Eu & Você na Toscana (por Peter P. Douglas)

Eu & Você na Toscana (You, Me & Tuscany, 2026), longa-metragem estadunidense de comédia romântica, distribuído pela Imagem Filmes, estreia, oficialmente, nos cinemas brasileiros, a partir de 11 de junho de 2026, com classificação indicativa 12 anos e 104 minutos de duração.

Hoje em dia, encontrar uma comédia romântica no cinema é quase como achar vaga no estacionamento do shopping no sábado: raríssimo. A maioria vai direto para o streaming, onde vive ao lado de reality shows e filmes de Natal produzidos em massa. Por isso, assistir “Eu & Você na Toscana” na telona foi quase terapêutico. É o tipo de filme que parece um prato de comida bem-feito — reconfortante, gostoso e com o tempero certo para não ficar sem graça.

Anna (Halle Bailey) está perdida após a morte da mãe. Abandonou a escola de culinária, virou cuidadora de casas e, basicamente, vive a vida dos outros porque a dela está em modo “pausa”. Aí ela conhece Matteo (Lorenzo de Moor) num bar — porque romances cinematográficos sempre começam em bares — e ele menciona que tem uma vila vazia na Toscana. Anna, que não tem nada prendendo-a em Nova York além de contas para pagar, pega a passagem que a mãe deixou e voa para a Itália no impulso. Quem nunca quis fazer isso, né?

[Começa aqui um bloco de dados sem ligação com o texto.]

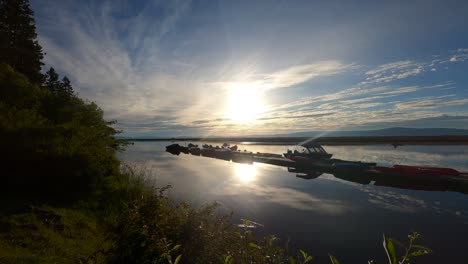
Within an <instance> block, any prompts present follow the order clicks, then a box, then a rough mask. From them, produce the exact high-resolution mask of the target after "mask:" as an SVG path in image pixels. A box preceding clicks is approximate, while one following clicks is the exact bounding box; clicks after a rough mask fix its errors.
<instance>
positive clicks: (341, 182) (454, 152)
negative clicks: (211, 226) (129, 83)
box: [120, 142, 468, 263]
mask: <svg viewBox="0 0 468 264" xmlns="http://www.w3.org/2000/svg"><path fill="white" fill-rule="evenodd" d="M172 143H173V142H136V143H135V144H134V145H132V146H129V147H128V150H127V151H125V152H123V153H121V154H120V158H121V159H122V160H123V161H125V162H127V163H129V164H137V165H139V166H143V167H144V168H146V170H147V171H148V173H149V177H151V178H152V179H154V180H155V181H156V182H157V184H158V185H161V186H163V185H167V184H171V185H172V186H173V188H172V189H171V190H170V191H169V195H170V196H171V197H173V198H174V199H175V200H180V201H182V200H183V201H189V202H190V203H192V204H194V205H197V206H199V205H202V204H206V203H211V202H215V201H216V202H218V203H219V204H220V211H221V212H225V213H229V212H233V213H234V214H233V218H232V221H233V223H234V224H240V223H241V222H242V221H241V219H249V220H251V221H254V222H257V223H261V224H262V226H260V227H258V228H256V229H255V232H257V233H258V234H259V235H264V234H275V235H277V236H279V237H280V238H281V239H282V241H283V242H285V241H286V240H287V239H288V238H290V239H291V246H292V247H293V248H296V249H297V248H301V249H304V250H305V251H307V252H309V253H310V254H312V255H313V256H315V257H317V258H318V259H316V261H315V262H314V263H328V262H327V261H328V259H327V254H328V253H331V254H333V255H335V256H337V257H338V259H340V260H341V261H342V263H343V262H344V263H367V262H366V261H367V260H369V259H375V260H377V261H378V262H379V263H386V262H385V252H384V250H383V247H382V238H383V235H384V234H385V235H386V236H389V237H393V238H396V239H398V240H400V241H406V235H407V234H409V233H410V232H411V231H417V232H419V233H421V234H422V238H421V241H420V244H422V245H425V246H428V247H430V248H431V249H432V250H433V251H434V253H433V254H432V255H431V256H429V257H422V258H421V259H420V261H418V262H419V263H448V262H457V263H463V262H465V261H466V259H467V258H468V251H467V249H468V195H466V194H462V193H459V192H454V191H448V192H442V191H422V190H412V189H400V188H393V187H385V186H376V185H373V184H369V185H362V184H359V183H354V182H351V181H346V180H342V179H339V178H336V177H334V176H333V175H330V174H323V175H321V176H320V177H318V178H316V179H311V180H306V179H302V178H299V177H296V174H295V173H289V172H288V171H287V169H286V168H282V167H276V166H273V165H267V164H259V163H254V164H253V165H248V164H238V163H233V162H228V161H223V160H218V159H212V158H206V157H201V156H192V155H186V154H180V155H179V156H175V155H172V154H170V153H167V152H165V146H166V145H169V144H172ZM179 144H181V145H184V144H186V143H185V142H179ZM197 144H200V142H197ZM213 145H214V144H213ZM239 147H240V149H242V150H243V149H247V150H249V151H253V152H257V151H258V152H269V153H283V152H285V150H286V149H287V148H288V146H267V145H239ZM324 148H325V149H326V151H327V152H329V153H333V154H334V157H335V158H338V159H346V160H361V161H368V162H378V163H382V164H408V165H429V166H440V167H451V168H454V169H457V170H460V171H468V148H467V147H466V146H401V147H398V148H396V149H394V148H393V147H391V146H386V145H368V146H326V145H325V146H324Z"/></svg>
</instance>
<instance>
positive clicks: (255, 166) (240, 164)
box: [234, 163, 257, 183]
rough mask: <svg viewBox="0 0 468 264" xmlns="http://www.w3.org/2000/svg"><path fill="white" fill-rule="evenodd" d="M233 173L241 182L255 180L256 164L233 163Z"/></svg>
mask: <svg viewBox="0 0 468 264" xmlns="http://www.w3.org/2000/svg"><path fill="white" fill-rule="evenodd" d="M234 166H235V169H234V170H235V174H236V177H237V178H238V179H239V180H240V181H241V182H243V183H249V182H252V181H254V180H255V177H256V176H257V165H256V164H252V165H250V164H240V163H235V164H234Z"/></svg>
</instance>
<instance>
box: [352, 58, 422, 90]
mask: <svg viewBox="0 0 468 264" xmlns="http://www.w3.org/2000/svg"><path fill="white" fill-rule="evenodd" d="M424 70H425V66H424V65H423V64H421V63H417V62H415V61H410V60H406V61H398V62H392V63H388V64H383V65H380V66H378V67H377V68H376V69H373V70H369V71H367V72H366V73H365V74H366V76H367V77H366V80H365V81H364V82H361V84H362V85H369V84H373V83H388V82H392V81H396V80H400V79H405V78H408V77H412V76H417V75H420V74H422V73H423V72H424Z"/></svg>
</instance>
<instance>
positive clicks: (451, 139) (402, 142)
mask: <svg viewBox="0 0 468 264" xmlns="http://www.w3.org/2000/svg"><path fill="white" fill-rule="evenodd" d="M311 138H312V137H218V138H198V137H197V138H195V137H194V138H122V140H126V141H135V142H139V141H193V142H197V141H202V142H212V143H224V142H228V143H235V144H252V145H254V144H261V145H295V144H297V143H299V142H302V141H305V140H308V139H311ZM315 141H316V142H317V143H320V144H322V145H332V146H340V145H381V144H389V145H393V144H396V145H468V136H390V137H389V136H369V137H318V138H315Z"/></svg>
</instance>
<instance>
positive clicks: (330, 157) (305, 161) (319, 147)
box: [283, 140, 332, 163]
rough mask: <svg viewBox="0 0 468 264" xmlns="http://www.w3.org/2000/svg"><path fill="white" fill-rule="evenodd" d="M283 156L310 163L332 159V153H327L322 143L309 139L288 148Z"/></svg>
mask: <svg viewBox="0 0 468 264" xmlns="http://www.w3.org/2000/svg"><path fill="white" fill-rule="evenodd" d="M283 156H284V157H285V158H287V159H290V160H293V161H295V162H297V163H310V162H313V161H319V160H324V159H330V158H331V157H332V154H329V153H327V152H326V151H325V149H323V147H322V146H320V144H318V143H316V142H313V141H311V140H309V141H305V142H302V143H300V144H298V145H296V146H295V147H294V148H293V149H292V150H290V149H288V151H287V152H286V153H283Z"/></svg>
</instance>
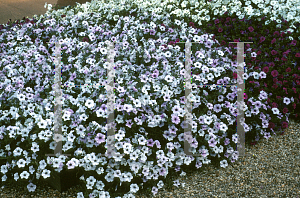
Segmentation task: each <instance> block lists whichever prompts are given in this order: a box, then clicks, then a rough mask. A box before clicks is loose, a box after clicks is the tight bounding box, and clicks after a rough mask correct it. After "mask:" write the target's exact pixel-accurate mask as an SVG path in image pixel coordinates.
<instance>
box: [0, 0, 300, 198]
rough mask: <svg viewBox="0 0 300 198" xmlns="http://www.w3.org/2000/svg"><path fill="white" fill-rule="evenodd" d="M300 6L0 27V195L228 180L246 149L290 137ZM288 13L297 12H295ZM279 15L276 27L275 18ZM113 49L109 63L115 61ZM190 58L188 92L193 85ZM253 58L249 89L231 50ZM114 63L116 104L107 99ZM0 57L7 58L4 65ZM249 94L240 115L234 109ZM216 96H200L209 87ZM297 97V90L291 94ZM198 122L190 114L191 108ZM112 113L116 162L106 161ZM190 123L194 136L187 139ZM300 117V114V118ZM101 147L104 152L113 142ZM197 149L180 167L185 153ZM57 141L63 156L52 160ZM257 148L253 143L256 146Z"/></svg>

Chegando lá, Gabriella (Isabella Ferrari), mãe de Matteo e Nonna Alessia (Stefania Casini) a confundem com a noiva dele — porque nada diz “comédia romântica” como um mal-entendido gigantesco. Mas tudo muda quando Anna conhece Michael (Regé-Jean Page), o irmão vinicultor que parece ter saído diretamente de um comercial de perfume italiano. Aí sim ela encontra um motivo para ficar na Toscana que não envolve apenas massas e paisagens de cartão-postal.

O filme é encantador. Não tenta reinventar o gênero, não quer ser profundo, não quer ganhar Oscar — ele só quer ser doce, engraçado e romântico. E consegue. O roteiro prefere ser sincero do que esperto, e embora eu quisesse um pouco mais de impulsividade, ainda assim é uma história acolhedora.

O elenco ajuda muito. A família de Matteo é maravilhosa, o motorista de táxi (Marco Calvani) é hilário, a melhor amiga americana (Aziza Scott) um show à parte. A presença de alguns visitantes em um tour ao vinhedo também fazem toda a diferença. Todo mundo contribui para criar aquele universo onde o romance floresce como uva em vinhedo italiano.

A química entre Bailey e Page não é explosiva, mas funciona. Não é “meu Deus, eles vão incendiar a tela”, mas é “ok, eu acredito nisso”. Bailey está linda, mas talvez não seja a escolha perfeita para o papel — ainda assim, sua inocência dá um charme inesperado à personagem.

E claro: a Itália. Nenhum país faz propaganda de si mesmo tão bem quanto a Itália em comédias românticas. Cada cena parece um convite para largar tudo e ir morar numa vila com paredes de pedra e cheiro de pão fresco. Até o sanduíche mais simples parece gourmet. E ainda tem referência a “Sob o Sol da Toscana” (2003), porque tradição é tradição.

Apesar de ser um romance, o filme também fala sobre família, luto e encontrar seu lugar no mundo. Se você já se sentiu perdido, vai entender Anna rapidinho. Talvez você não possa fugir para a Itália — infelizmente — mas pode se refugiar no cinema por algumas horas e aproveitar esse romance quentinho como um abraço de Nonna.